Reset desired balance when a node is marked for shutdown #106998

pxsalehi · 2024-04-02T12:05:52Z

This relies only on shutdown metadata and not the actual nodes leaving the cluster. It keeps some state around which shutdown metadata exist in the cluster and are processed. The assumption here is that these are properly applied and removed for the state maintained inside the Allocator to be correct.

Closes ES-7916

.../shutdown/src/main/java/org/elasticsearch/xpack/shutdown/TransportPutShutdownNodeAction.java

This reverts commit 94e5890.

This reverts commit c714703.

…edBalanceOnNodeShutdownMarker

...va/org/elasticsearch/cluster/routing/allocation/allocator/DesiredBalanceShardsAllocator.java

elasticsearchmachine · 2024-04-03T17:06:26Z

Pinging @elastic/es-distributed (Team:Distributed)

DaveCTurner

I think this is ok but I'm worried that we might miss something by considering a state as "processed" at this point. Could we instead incorporate the current shutdown markers into DesiredBalanceInput, then we're processing them at the same time as the rest of the input?

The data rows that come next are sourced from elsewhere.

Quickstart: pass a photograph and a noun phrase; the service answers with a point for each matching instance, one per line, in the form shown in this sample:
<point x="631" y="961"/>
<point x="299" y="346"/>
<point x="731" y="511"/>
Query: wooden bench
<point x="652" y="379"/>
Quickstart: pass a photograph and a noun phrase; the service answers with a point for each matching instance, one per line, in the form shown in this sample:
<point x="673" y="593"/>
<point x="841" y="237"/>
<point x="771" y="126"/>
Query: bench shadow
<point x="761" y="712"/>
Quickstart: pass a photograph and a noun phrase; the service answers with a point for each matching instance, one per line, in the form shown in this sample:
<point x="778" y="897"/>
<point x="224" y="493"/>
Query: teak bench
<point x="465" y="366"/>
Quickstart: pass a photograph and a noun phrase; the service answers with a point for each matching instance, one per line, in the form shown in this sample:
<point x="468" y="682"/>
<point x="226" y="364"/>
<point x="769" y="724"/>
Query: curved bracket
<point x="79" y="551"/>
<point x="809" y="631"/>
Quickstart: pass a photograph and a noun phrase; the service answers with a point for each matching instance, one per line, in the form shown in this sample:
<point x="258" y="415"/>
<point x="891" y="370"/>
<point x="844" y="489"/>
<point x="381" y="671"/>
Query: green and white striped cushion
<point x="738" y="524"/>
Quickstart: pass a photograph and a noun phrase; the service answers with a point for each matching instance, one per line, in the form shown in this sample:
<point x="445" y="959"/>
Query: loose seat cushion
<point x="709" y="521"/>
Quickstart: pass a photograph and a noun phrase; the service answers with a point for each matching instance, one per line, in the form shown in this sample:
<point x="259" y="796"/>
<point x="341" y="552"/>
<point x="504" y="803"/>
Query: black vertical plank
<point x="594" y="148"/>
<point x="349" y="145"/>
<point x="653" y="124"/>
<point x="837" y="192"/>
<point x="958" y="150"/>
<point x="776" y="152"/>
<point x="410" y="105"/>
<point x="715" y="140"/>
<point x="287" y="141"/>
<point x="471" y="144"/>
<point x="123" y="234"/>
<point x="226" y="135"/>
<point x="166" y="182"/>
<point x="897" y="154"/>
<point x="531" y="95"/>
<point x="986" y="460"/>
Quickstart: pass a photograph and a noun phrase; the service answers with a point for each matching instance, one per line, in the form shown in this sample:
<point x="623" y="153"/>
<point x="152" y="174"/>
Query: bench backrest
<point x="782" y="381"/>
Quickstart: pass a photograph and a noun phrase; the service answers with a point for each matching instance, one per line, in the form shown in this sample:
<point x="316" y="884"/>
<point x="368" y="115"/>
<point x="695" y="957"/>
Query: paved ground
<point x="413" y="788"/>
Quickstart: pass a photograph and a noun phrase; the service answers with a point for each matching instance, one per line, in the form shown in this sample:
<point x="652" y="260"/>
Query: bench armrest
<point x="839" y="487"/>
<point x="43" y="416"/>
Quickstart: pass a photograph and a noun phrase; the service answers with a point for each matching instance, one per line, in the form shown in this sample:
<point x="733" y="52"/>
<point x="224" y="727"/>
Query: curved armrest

DaveCTurner · 2024-04-04T16:40:13Z

...va/org/elasticsearch/cluster/routing/allocation/allocator/DesiredBalanceShardsAllocator.java

 assert MasterService.assertMasterUpdateOrTestThread() : Thread.currentThread().getName();
 assert allocation.ignoreDisable() == false;

+ processNodeShutdowns(clusterService.state());


Hmm I think this should be within the computation. We haven't really "processed" the new state until we've done that.

DaveCTurner · 2024-04-04T16:44:10Z

...va/org/elasticsearch/cluster/routing/allocation/allocator/DesiredBalanceShardsAllocator.java


+ private synchronized void processNodeShutdowns(ClusterState clusterState) {
+ // Clean up processed shutdowns that are removed from the cluster metadata
+ processedNodeShutdowns.removeIf(nodeId -> clusterState.metadata().nodeShutdowns().contains(nodeId) == false);


If we remove a shutdown marker from a node while the node is still in the cluster, I think that needs a reset too.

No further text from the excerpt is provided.